Ahemolytic PNH: Clinical Features of a Distinct Phenotype of Paroxysmal Nocturnal Hemoglobinuria

Introduction: Paroxysmal nocturnal hemoglobinuria (PNH) is a hematopoietic stem/progenitor cell disorder caused by PIGA mutations. All hematopoietic lineages derived from the affected clone exhibit the PNH phenotype [deficiency of glycosyl phosphatidylinositol linked membrane proteins (GPI-APs)]. Diagnosis is made by flow cytometric analysis of red blood cells (RBC), granulocytes, and monocytes. The percentage of granulocytes and monocytes with absent expression of GPI-APs is a measure of the size of the PNH clone. Typically, the percentage of GPI-AP deficient RBCs is somewhat less than that of granulocytes and monocytes due to selective destruction by complement-mediated intravascular hemolysis, manifested by high LDH, bilirubin, reticulocyte count and low haptoglobin. Herein, we report five patients with large PNH clones based on percentage of GPI-AP deficient neutrophils and monocytes, but with absent or near absent PNH RBCs and no biochemical evidence of hemolysis. We call this unique disease subtype, ahemolytic PNH.
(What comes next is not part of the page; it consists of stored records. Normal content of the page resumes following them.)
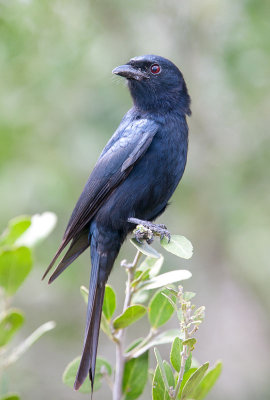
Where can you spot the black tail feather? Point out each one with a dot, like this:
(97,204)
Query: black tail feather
(77,247)
(95,302)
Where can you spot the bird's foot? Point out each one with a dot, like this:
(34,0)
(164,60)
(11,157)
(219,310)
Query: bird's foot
(146,230)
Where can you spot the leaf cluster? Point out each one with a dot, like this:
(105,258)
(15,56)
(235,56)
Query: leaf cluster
(16,261)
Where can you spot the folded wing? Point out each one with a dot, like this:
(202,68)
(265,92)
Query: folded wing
(126,147)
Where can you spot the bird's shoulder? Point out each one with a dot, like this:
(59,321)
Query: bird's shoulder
(133,129)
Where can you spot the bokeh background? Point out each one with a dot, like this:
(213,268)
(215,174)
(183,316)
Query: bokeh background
(60,104)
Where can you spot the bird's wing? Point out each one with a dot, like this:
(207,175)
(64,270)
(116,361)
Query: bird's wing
(127,146)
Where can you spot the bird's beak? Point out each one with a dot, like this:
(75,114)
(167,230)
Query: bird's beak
(129,72)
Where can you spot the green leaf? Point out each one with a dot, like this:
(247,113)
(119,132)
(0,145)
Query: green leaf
(10,322)
(160,309)
(161,368)
(129,316)
(15,265)
(103,367)
(208,382)
(10,396)
(162,338)
(178,245)
(109,303)
(169,374)
(175,356)
(186,377)
(188,362)
(135,377)
(166,279)
(190,343)
(159,391)
(84,292)
(193,382)
(70,373)
(18,351)
(141,296)
(189,295)
(140,276)
(41,226)
(105,326)
(152,264)
(16,227)
(145,248)
(134,344)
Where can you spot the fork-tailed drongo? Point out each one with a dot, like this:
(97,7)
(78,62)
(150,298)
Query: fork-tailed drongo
(135,176)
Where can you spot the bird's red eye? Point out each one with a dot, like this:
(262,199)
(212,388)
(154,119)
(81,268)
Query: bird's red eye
(155,69)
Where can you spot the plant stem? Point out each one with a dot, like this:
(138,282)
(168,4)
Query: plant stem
(119,339)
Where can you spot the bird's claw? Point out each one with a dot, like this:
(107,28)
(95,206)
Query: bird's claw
(142,233)
(146,230)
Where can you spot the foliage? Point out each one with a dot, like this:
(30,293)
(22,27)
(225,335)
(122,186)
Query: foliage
(178,379)
(16,261)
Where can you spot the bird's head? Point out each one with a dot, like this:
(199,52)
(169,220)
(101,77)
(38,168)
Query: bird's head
(155,84)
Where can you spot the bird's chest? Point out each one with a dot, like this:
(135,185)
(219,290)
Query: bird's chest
(165,160)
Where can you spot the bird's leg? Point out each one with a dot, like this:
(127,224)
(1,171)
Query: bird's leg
(146,230)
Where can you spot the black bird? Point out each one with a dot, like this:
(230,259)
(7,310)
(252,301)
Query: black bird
(135,176)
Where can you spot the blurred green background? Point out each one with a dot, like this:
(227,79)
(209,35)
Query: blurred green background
(60,104)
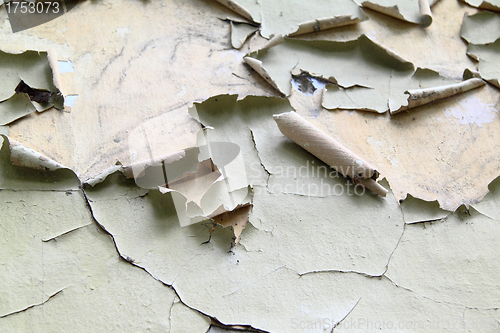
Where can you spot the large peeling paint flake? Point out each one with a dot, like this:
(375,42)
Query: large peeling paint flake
(414,11)
(366,75)
(296,17)
(167,199)
(482,32)
(29,82)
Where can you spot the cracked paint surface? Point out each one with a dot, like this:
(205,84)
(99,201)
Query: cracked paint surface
(85,247)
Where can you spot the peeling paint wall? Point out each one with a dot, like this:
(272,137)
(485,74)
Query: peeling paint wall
(156,191)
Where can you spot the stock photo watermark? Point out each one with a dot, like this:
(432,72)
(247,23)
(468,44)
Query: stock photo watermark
(310,179)
(370,324)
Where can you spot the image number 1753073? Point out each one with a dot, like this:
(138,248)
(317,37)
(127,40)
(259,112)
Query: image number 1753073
(32,7)
(28,14)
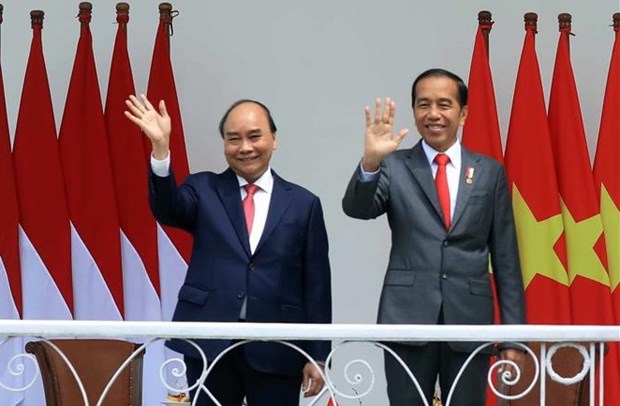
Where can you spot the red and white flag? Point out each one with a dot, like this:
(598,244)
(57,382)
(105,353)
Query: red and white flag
(45,233)
(95,233)
(138,227)
(174,244)
(10,278)
(45,237)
Methods: The medical records of PNH patients (174 patients with PNH granulocytes >20%) at the University of Texas Southwestern, Cleveland Clinic Foundation, and National Institutes of Health from 2000 to 2022 were examined. Information pertaining to their clinical, laboratory, and molecular attributes (NGS sequencing) was collected. Five patients with granulocyte clones >50% and RBC clones <5% were identified (Table).

Results: Patient 1 is a 63-year-old male with a remote history of non-severe aplastic anemia (AA) diagnosed at 11 years old. The first PNH flow cytometry, obtained at age 61 years, showed 0.02% type II PNH RBC, 0.5% type III PNH RBC, 96% PNH monocyte and 97% PNH granulocytes (Table). There was no biochemical evidence of hemolysis at the time of diagnosis or in the preceding 5 years. Patient 2 is a 50-year-old male who presented with pancytopenia and was diagnosed with acute myeloid leukemia with myelodysplastic-related mutations. Flow cytometry showed 85% PNH monocytes and 59% PNH with no detectable PNH RBCs and no biochemical evidence of hemolysis at diagnosis or in 3 years of follow-up (Table). Patient 3 is a 73-year-old female who presented with pancytopenia and marrow aplasia with unremarkable morphology, and a PNH granulocyte clone of 93.6% with 1.3% type III PNH RBCs and 1.3% and 0.5% type II PNH RBCs, with no evidence of hemolysis (Table). Patient 4 is a 21-year-old female who presented with Budd-Chiari syndrome. Flow cytometry showed 73% PNH granulocytes with 3.6% type III PNH RBCs and 1.8% type II PNH RBCs. There was no biochemical evidence of hemolysis, but because of thrombosis, she was treated complement inhibitor therapy (Table). Patient 5 is a 61-year-old female with history of severe aplastic anemia treated with immunosuppression (IST) and eltrombopag. PNH flow cytometry showed PNH granulocytes of 92.4% and 2.1% PNH type II RBCs 2.1% post IST treatment with no biochemical evidence of hemolysis (Table).

Conclusion:

Herein, we present five patients with a distinct PNH phenotype that we call ahemolytic PNH. Except for the absence or near absence of PNH erythrocytes, this entity shares clinical and pathophysiological features with classic PNH, including thrombophilia (Budd-Chiari Syndrome, Table). The basis of this phenotype is speculative but may be determined by the genotype of the affected HSPC in which the somatic mutation of PIGA first occurred. According to this hypothesis, somatic mutations other than PIGA skew differentiation toward granulocyte/monocyte lineages.

The International PNH Interest Group recognizes the following three categories of PNH: classic PNH, PNH in the setting of another define bone marrow abnormality, and subclinical PNH. Like ahemolytic PNH, subclinical PNH has no biochemical evidence of hemolysis. In this case, however, the absence of hemolysis is due to the small size of the PNH clone (median clone size <1%) as determined by flow cytometry analysis of peripheral blood granulocytes and monocytes. We propose that ahemolytic PNH, defined as patients having less than <5% PNH red cells and >50% PNH granulocytes/monocytes, be recognized as a distinct category of PNH.